Le curé et le chapon

Lorsque le voyageur poussa la porte de
l'auberge, une bonne odeur le saisit
agréablement aux narines. Il avait bien
choisi son étape. La cuisine semblait
parfaite. La source de son enchantement
était un chapon aux morilles qui trônait sur une table.

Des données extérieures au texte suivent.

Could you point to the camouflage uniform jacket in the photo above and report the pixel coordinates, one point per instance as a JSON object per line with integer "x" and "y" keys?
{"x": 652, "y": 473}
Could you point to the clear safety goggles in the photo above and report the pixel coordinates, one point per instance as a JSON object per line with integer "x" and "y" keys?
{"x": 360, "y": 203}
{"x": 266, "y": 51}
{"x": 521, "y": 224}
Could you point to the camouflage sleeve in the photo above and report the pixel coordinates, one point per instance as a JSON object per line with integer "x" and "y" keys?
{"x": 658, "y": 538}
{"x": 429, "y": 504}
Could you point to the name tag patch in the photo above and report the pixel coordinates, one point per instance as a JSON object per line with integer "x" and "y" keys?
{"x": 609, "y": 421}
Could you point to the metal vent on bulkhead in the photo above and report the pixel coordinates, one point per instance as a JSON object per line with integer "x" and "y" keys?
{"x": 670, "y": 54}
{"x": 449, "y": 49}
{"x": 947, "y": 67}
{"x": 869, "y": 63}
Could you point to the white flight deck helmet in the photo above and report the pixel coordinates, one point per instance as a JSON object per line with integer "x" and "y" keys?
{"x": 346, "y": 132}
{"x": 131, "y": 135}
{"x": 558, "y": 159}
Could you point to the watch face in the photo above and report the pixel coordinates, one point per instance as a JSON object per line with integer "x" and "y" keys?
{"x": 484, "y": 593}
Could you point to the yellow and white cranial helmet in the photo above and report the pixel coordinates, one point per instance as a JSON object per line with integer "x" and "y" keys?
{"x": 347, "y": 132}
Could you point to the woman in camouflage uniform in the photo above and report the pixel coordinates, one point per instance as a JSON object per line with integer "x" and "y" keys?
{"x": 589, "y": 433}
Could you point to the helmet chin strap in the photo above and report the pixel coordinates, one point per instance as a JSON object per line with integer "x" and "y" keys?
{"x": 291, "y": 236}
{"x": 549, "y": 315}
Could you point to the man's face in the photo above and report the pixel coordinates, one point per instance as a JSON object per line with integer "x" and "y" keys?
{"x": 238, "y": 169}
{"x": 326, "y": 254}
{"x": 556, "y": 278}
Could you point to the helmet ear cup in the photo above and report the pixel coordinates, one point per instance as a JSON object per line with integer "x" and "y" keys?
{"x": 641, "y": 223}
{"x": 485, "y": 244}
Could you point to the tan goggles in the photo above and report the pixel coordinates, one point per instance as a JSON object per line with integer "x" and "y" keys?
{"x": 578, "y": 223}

Devant le chapon, un curé, serviette autour du cou, s'apprêtait à donner le
premier coup de fourchette. Le voyageur, ayant parcouru un long chemin,
avait une faim d'ogre. Il commanda d'une voix forte un chapon semblable
à celui-là et un pichet de vin. L'aubergiste prit un air désolé pour dire :

- Messire, je suis désolé, ce chapon était le dernier. Nous n'avons plus rien
   en cuisine. Il vous faudra vous contenter d'un quignon de pain avec le
   pichet!

L'homme déçu, se tourna vers le prêtre et lui demanda sans dissimuler son
envie :

- Alors il ne me reste plus qu'à vous demander de partager, curé ! Voilà
   un bien gros chapon pour un saint homme ! Il y aura bien part pour deux.
   Je vous en donnerai un bon prix.

C'était sans compter sur la gourmandise du curé qui, entourant le plat de ses
deux bras, répondit, offusqué :

- Pour qui me prenez-vous ? Je n'ai que faire des biens matériels ! Gardez
   votre argent ! Moi, je garde ma nourriture.

Le voyageur dut se résigner à mastiquer son pain, sans quitter pour autant
le chapon des yeux. Il suivait chaque bouchée que le curé avalait. Enfin, il
déclara malicieusement en pliant son couteau :

- Révérend, merci ! Je me suis empli les yeux de votre chapon, au point
   que mon pain en a pris le goût. C'était délicieux !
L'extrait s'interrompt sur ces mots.